Timothy Ironman, James Tulenko, Ghatu Subhash
Nuclear Technology | Volume 200 | Number 2 | November 2017 | Pages 144-158
Technical Paper | doi.org/10.1080/00295450.2017.1360714
Articles are hosted by Taylor and Francis Online.
The viability of spark plasma sintering (SPS) for fabrication of industrial-grade nuclear fuel pellets is explored by utilizing die designs for single- and multiple-pellet manufacturing. Traditional UO2 pellets were also manufactured by systematically varying processing temperature and pressure as needed for single- and multiple-pellet fabrication.
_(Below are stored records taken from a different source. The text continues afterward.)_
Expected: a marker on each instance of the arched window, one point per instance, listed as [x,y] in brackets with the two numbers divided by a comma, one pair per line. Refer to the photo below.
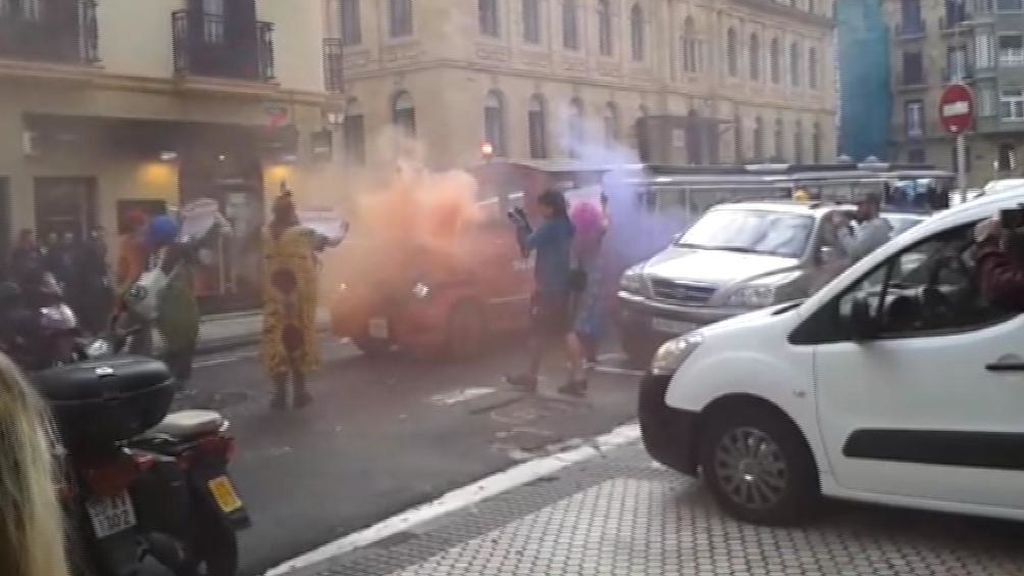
[488,17]
[538,124]
[689,46]
[610,124]
[574,128]
[604,27]
[796,67]
[812,68]
[732,52]
[759,139]
[400,17]
[778,153]
[494,122]
[570,30]
[774,66]
[798,142]
[737,139]
[755,57]
[637,32]
[531,22]
[816,144]
[403,114]
[353,132]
The pellets were then qualified against commercial fuel specifications for density, shape, microstructure, and surface flaws. Pellets produced one at a time met all commercial specifications except for grain size. Pellets produced in batches of two, four, and eight pellets showed suboptimal density indicating that further changes to sintering conditions are warranted. Additionally, commonly used graphite tooling for pellet fabrication was shown to be ineffective in producing large numbers of fuel pellets, as the die and punches were shown to undergo severe wear in each run thus decreasing the reliability of the tooling for production of pellets as per the specification. Finally, additional discussion is provided for identifying the avenues for scale-up of SPS to meet the current commercial demand of 400 million pellets/year. These studies are viewed as first step toward assessing the ability of SPS technology to meet the quality specifications and quantity demands of nuclear fuel pellets.